Opponents of the proposal (SB 1718) said they felt confident that they had the 20 votes needed to kill the measure by forcing a tie in the 40-seat chamber. But a series of vote on amendments at times raised as many questions as answers about which side would prevail if and when the bill gets a final vote.
A dozen Republican senators voted against the bill’s sponsor, Sen. Lizbeth Benacquisto, on at least one of the six amendments where roll-call votes were taken. Six of those voted opposite Benacquisto, R-Fort Myers, while one went the other way on three of the measures.
If Democrats hold firm — as they did on each of the votes Thursday — opponents would need votes from eight of the 28 Republicans in the Senate to kill the bill.
At the same time, supporters of the measure prevailed on four of the six roll call votes and several voice votes — the latter called by Senate President Mike Haridopolos, R-Merritt Island, who supports the bill.
But Sen. Paula Dockery, R-Lakeland, said critics of the bill stood up against “the forces of power” in the form of hostile rulings and procedures and proved that the bill was in trouble.
“We’re there,” Dockery said. “I predict the vote will be 20-20 tomorrow.”
Sen. Evelyn Lynn, an Ormond Beach Republican who is among the proposal’s sharpest critics, said she believed “it’s a good possibility” that the votes already exist to beat back the measure.
Another critic, Republican Sen. Nancy Detert of Venice, said she saw the current vote as a tie but wasn’t sure the opponents had locked up 20 votes.
“I think we have a lot of people on the fence that are legitimately listening to the arguments,” Detert said.
But at least one Republican known to sometimes break with her party’s leadership, and who voted with opponents on two amendments, said late Thursday she was leaning toward voting for the bill — based at least in part on the amendments that did pass.
“I think we’ve done everything that we can” to improve the process, Sen. Ronda Storms of Valrico said.

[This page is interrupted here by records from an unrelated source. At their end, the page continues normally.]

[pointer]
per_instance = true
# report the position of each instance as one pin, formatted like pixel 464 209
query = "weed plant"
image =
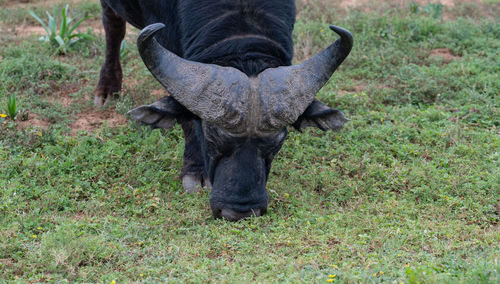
pixel 407 192
pixel 64 37
pixel 12 107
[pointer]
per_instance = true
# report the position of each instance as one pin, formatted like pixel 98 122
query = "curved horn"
pixel 290 90
pixel 214 93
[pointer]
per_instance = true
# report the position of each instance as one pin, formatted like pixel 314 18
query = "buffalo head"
pixel 240 121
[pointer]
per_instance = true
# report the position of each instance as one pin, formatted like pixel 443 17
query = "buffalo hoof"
pixel 103 97
pixel 193 184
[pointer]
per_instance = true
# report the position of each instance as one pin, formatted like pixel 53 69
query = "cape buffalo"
pixel 226 65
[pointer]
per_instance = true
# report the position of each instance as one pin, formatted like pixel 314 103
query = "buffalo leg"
pixel 193 176
pixel 110 81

At issue is a bill that would give parents sweeping new powers over the schools their children attend. Parents could petition their school board to adopt a specific turnaround option for any school that drew an “F” on state report cards for two straight years. If a majority of parents sign the petition, the district would either have to implement the plan or submit both the parents’ plan and its own choice to the State Board of Education.
Supporters say the measure has been successful when tried elsewhere and has the potential to spark more parental involvement in failing schools.
“These are just parents, parents that just want an opportunity for their child to go to a better school,” said Senate Majority Leader Andy Gardiner, R-Orlando.
Critics say that for-profit charter school companies could manipulate the process for their own gain.
During debate over the amendments Thursday, the two sides clashed over the process that would surround how petition drives would work and how the schools would be operated if they were converted.
One of the most heated clashes surrounded a pair of amendments — one by Benacquisto, one by Dockery — dealing with attempts to essentially bribe parents to sign petitions. While both barred the practice, Dockery’s would have provided criminal penalties. Benacquisto’s passed despite complaints that it wouldn’t effectively stop the practice.
“Anybody who is naive enough, naive enough in this process to think that somebody’s not going to offer either money or rewards or gifts or something, hasn’t been around very, very long,” Lynn said.
Supporters of the bill argued that stiff penalties went too far.
“To criminalize a parent who simply wants to do the right thing by their child is wrong,” Benacquisto said.
In an emotional speech, Sen. Chris Smith, D-Fort Lauderdale, slammed that as hypocrisy, saying the amendments were semblable to an elections bill approved by Republicans last year that cracked down on third-party voter-registration groups in the name of stopping fraud.
“But now it’s overreaching? It’s undemocratic?” Smith bellowed. “Are you kidding me?”